Monetary value aside it, it is a wonderful example of how by unfolding the story of a simple unnoticed paper jacket, history itself unfolds.
With a specialty in early printed books, we are often sent rare books to evaluate. One learns in life quickly enough (even as a toddler) to be suspicious of what we are told, and this carries through to the rare book trade – especially with regards to boxes, labels, and especially old bookseller descriptions.

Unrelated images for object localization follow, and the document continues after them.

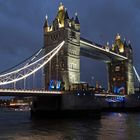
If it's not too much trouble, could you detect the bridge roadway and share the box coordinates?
[80,38,128,62]
[0,89,63,96]
[0,89,125,99]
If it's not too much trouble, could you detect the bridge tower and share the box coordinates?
[108,34,134,95]
[44,3,80,90]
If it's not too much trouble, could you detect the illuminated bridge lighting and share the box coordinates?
[94,94,125,97]
[94,93,125,103]
[105,96,125,103]
[0,41,65,86]
[80,40,128,61]
[133,66,140,83]
[0,89,63,95]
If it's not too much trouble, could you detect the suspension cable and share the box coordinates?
[0,47,44,74]
[0,41,65,85]
[0,44,59,78]
[133,66,140,83]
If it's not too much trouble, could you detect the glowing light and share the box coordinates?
[0,89,62,95]
[116,33,121,40]
[45,14,48,20]
[59,2,64,11]
[0,42,62,78]
[0,41,65,85]
[80,40,128,60]
[119,44,124,53]
[133,66,140,83]
[57,2,65,28]
[69,22,71,27]
[75,12,78,16]
[105,96,125,103]
[59,23,64,28]
[49,80,61,90]
[47,26,53,32]
[113,86,125,94]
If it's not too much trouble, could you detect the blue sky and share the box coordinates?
[0,0,140,87]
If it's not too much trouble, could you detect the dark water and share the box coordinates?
[0,110,140,140]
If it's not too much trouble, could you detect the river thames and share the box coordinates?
[0,109,140,140]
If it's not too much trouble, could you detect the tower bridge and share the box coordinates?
[43,3,135,95]
[0,3,139,98]
[0,3,139,115]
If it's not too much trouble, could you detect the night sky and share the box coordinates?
[0,0,140,88]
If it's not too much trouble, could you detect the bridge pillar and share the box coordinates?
[108,34,134,95]
[44,3,80,90]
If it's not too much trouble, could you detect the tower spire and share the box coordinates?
[44,14,49,27]
[57,2,65,28]
[58,2,64,11]
[45,14,48,20]
[128,40,132,49]
[123,37,127,47]
[116,33,121,40]
[75,12,80,24]
[65,8,69,19]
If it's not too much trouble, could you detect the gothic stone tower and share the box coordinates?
[108,34,134,95]
[44,3,80,90]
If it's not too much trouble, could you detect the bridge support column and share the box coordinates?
[43,4,80,90]
[107,34,134,95]
[108,60,134,95]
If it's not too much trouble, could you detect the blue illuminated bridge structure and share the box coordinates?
[0,40,139,101]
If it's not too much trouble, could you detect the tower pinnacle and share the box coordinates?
[65,9,69,19]
[75,12,78,16]
[59,2,64,11]
[107,42,109,46]
[116,33,121,40]
[44,14,49,28]
[45,14,48,20]
[75,12,80,24]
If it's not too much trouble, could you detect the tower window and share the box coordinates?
[115,66,120,72]
[71,31,76,39]
[69,63,77,69]
[113,77,116,81]
[50,34,59,41]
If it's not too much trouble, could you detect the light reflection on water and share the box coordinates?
[0,110,140,140]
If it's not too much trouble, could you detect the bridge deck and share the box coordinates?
[80,38,127,62]
[0,89,63,96]
[0,89,126,98]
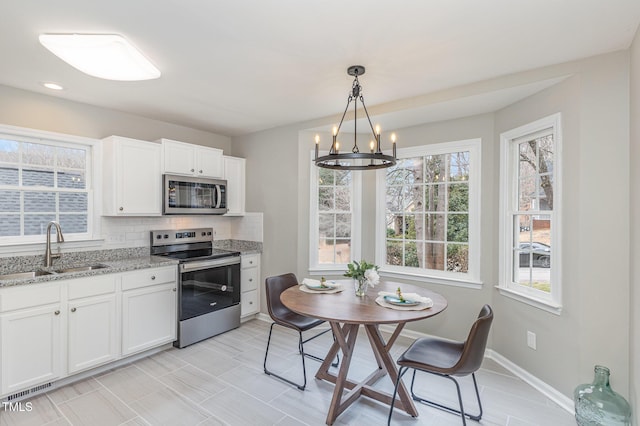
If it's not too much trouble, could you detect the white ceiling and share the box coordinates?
[1,1,639,137]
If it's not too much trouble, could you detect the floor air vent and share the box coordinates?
[5,382,53,402]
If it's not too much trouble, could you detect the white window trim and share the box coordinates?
[375,138,482,287]
[498,113,563,315]
[308,150,362,274]
[0,123,102,252]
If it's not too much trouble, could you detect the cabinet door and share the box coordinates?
[122,283,177,356]
[241,289,258,317]
[223,156,245,216]
[163,140,196,176]
[116,138,162,215]
[68,294,118,374]
[1,305,62,395]
[196,147,224,178]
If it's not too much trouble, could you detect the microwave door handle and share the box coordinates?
[216,185,222,208]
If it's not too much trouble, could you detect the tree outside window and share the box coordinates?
[378,139,480,284]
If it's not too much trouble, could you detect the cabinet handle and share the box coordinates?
[173,288,177,292]
[151,275,156,280]
[54,310,60,315]
[71,307,77,313]
[249,278,253,282]
[199,170,203,173]
[249,301,253,305]
[191,168,195,172]
[119,207,124,211]
[249,261,253,264]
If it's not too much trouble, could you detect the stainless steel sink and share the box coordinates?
[54,264,109,274]
[0,270,53,280]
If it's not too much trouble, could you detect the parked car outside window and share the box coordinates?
[519,242,551,268]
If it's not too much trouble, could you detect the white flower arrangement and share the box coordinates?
[364,268,380,287]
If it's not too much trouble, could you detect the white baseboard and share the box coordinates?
[485,349,574,414]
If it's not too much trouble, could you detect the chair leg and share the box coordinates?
[387,366,410,425]
[409,370,483,425]
[263,322,307,390]
[299,328,340,367]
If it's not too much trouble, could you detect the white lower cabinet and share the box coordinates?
[67,275,119,374]
[121,266,177,356]
[1,303,63,395]
[240,254,260,317]
[0,265,177,399]
[0,281,63,396]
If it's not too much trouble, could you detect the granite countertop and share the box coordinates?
[213,239,263,255]
[0,247,178,288]
[0,240,262,288]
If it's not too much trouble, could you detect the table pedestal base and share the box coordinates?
[315,322,418,425]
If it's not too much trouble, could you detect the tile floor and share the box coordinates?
[0,319,576,426]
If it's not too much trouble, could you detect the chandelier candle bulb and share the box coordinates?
[392,133,397,158]
[315,134,320,159]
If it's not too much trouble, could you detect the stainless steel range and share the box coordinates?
[150,228,241,348]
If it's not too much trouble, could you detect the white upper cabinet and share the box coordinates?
[102,136,162,216]
[223,155,246,216]
[159,138,223,178]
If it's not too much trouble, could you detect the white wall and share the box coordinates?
[629,24,640,425]
[0,84,231,150]
[494,52,630,397]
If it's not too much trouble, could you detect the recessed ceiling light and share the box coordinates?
[39,33,161,81]
[42,82,64,90]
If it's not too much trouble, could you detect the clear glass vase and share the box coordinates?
[354,278,368,296]
[574,365,631,426]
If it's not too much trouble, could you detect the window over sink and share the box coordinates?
[0,124,97,245]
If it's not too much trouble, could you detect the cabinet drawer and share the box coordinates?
[241,289,258,317]
[68,275,116,300]
[0,282,61,312]
[122,266,176,291]
[241,254,259,269]
[241,267,258,291]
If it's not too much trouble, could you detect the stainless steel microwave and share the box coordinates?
[163,174,228,215]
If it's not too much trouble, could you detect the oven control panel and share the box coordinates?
[150,228,213,246]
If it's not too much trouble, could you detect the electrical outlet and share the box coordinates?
[527,331,537,350]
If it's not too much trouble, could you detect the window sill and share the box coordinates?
[308,267,348,277]
[496,286,562,315]
[380,269,483,290]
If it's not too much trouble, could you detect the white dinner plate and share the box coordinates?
[383,295,421,306]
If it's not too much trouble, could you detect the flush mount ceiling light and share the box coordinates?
[42,82,64,90]
[39,34,161,81]
[314,65,397,170]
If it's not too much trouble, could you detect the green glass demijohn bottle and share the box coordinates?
[574,365,631,426]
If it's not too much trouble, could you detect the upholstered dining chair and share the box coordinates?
[388,304,494,425]
[263,273,338,390]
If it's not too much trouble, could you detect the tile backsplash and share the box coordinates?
[102,212,263,248]
[0,213,263,257]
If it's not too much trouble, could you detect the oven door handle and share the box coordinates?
[180,257,240,272]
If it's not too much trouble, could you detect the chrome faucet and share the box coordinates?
[44,221,65,267]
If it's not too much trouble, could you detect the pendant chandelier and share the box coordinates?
[314,65,397,170]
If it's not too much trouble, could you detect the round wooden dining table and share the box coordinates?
[280,279,447,425]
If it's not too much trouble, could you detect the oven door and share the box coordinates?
[178,256,240,321]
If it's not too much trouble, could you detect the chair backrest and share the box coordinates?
[453,304,494,376]
[265,273,299,322]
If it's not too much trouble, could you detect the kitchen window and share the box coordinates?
[375,139,481,287]
[498,114,562,314]
[309,152,361,273]
[0,125,97,245]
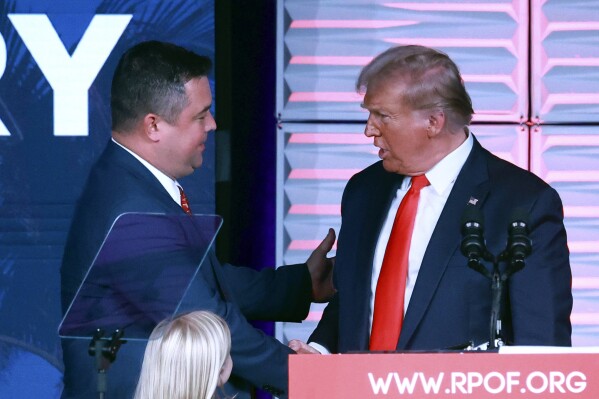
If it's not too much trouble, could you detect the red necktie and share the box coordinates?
[369,174,430,351]
[178,186,192,215]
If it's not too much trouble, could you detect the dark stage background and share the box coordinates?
[0,0,280,397]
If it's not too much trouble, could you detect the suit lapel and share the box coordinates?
[398,138,491,348]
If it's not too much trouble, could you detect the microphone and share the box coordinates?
[459,206,531,350]
[505,208,532,274]
[460,206,491,278]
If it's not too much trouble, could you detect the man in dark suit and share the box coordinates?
[60,41,335,398]
[290,45,572,355]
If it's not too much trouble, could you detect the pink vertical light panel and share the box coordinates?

This fine folio was handsomely presented in a protective cloth box with a morocco label proudly announcing “Biel Collectorium 1495.” That would make the book an “incunable” – a book printed in the earliest days of printing before 1500. Any book that can rightfully be called an incunable has a certain cachet in the world of rare book collectors and often warrants a high price or premium just for being that old. Indeed, one rarely sees an incunable for less than a few thousand dollars except perhaps in a poor or incomplete state.
It is difficult in this case to place blame for the incorrect identification on the previous owner. Sometimes, attempts are made to deceive or inflate value, but this misidentification might more rightly be based on a reliance old bibliographical records that had recorded this seemingly undated book as being printed in 1495. Even Worldcat.com still lists a copy still with the date.
In fact, we can with a little research quickly discover that this book is referenced by the standard works on early printed books including Adams B1999; Hain-Copinger 3187; ISTC ib00653000. All of them state that the book was printed in Tübingen y Johann Otmar for Friedrich Meynberger, after 23 April 1501.
Well, what is the difference between a book printed in 1501 and one printed in 1499? – a lot actually even if it is only buyer’s psychology. The paper is the same rag paper as they used only two years early and for all intents and purposes little changed in the printing world technologically in those two years to justify any difference in reverence or price. Nevertheless, this is a “post-incunable” and as such it just does not have the added prestige of being officially one of the first printed books that collectors covet. It is disappointingly not a “fifteener” as some old time booksellers used to say.
Further hurting the value of this book is that it is only volumes three & four of a four volume set. Thus despite its handsome and mostly original blind-stamped binding, its attractive printing and rubrication, and it being a work Gabriel Biel, one of the most distinguished theologians of the late Middle Ages, it nevertheless is worth less than $1000 at auction.